In the summer of 2016, 6-year-old Joy He Zhiya and her elder brother left their home in New York for the mountain area of Longlin County in South China’s Guangxi Zhuang Autonomous Region, to experience a different life.

They lived at a host family and ate and worked together with the family members. They found that many local children wanted to learn English in order to be able to communicate with them, but there was no English teacher.

The pair returned to Mowo Village in Longlin County during the summer vacation the following year, and taught both their and the Mowo Hope Primary School’s first ever English class.

To sustain their voluntary English teaching after returning to the United States, Joy continued her English class online. In four years, her students have increased from several in Mowo Village to hundreds in Guangxi, and ultimately to tens of thousands of children from 12 countries including China, Japan, Singapore, Germany and Mexico.

Her teaching videos have been played more than 10 million times.

The COVID-19 pandemic has resulted in school classes being suspended. Joy, along with her brother, launched the “JoyLand School” online English study program, and established a JoyLand Foundation. In two months, the foundation received donations totaling US$26,000.

From her four-year online teaching experience, Joy has noticed some major challenges that Chinese children have in learning English, including difficulties in pronunciation and listening comprehension, accurate expression in simple words, and first language interference.
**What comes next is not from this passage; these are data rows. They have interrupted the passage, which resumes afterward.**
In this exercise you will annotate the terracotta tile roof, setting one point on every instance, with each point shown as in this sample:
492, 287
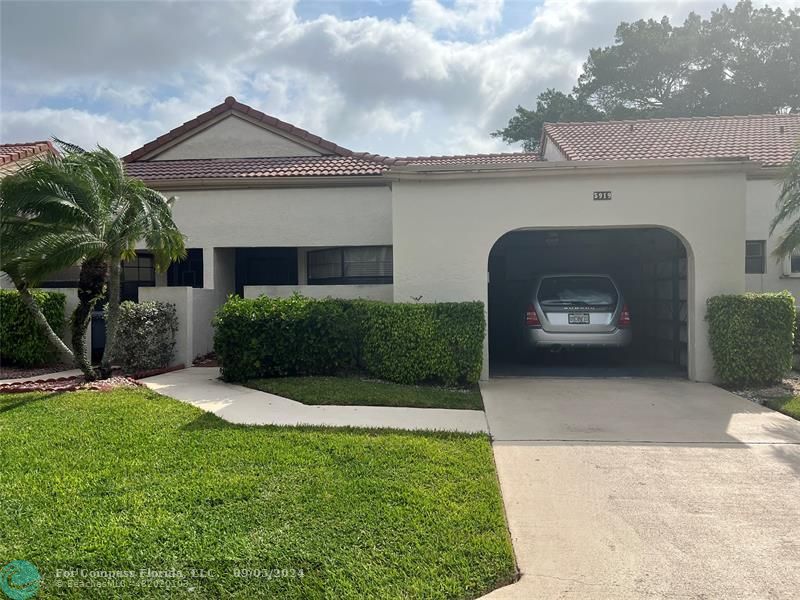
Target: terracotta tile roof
292, 166
231, 104
768, 139
10, 153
She took these problems to her English teacher. With help, Joy borrowed heaps of English learning books from the library, made various teaching aids, and initiated a teaching method of her own.
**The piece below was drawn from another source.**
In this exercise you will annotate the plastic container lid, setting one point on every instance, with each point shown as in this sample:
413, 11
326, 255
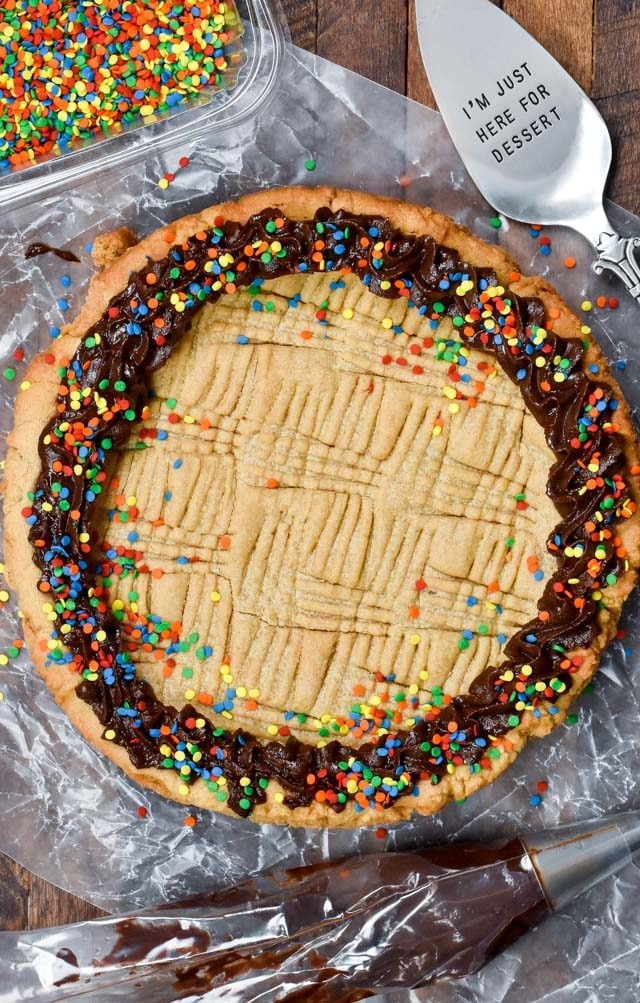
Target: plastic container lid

Joy then turned to her mother, a linguistics professor at the State University of New York, as well as the latter’s colleagues and friends, for a scientific and systematic teaching plan. A second language acquisition professor worked out a curriculum while a linguist and an expert on children’s emotional cognition designed a “10-minute effective shadowing” presentation.

“JoyLand School” now has three courses. They are daily shadowing, including everyday conversation; hobbies English, including learning English through drawing and DIY; and scene English, including visits to schools, survival in the wild and making cookies. The courses cover 500 core words, 800 local expressions and more than 300 scene dialogues.

The 10-year-old Chinese American girl is now determined to spread her English study program even wider.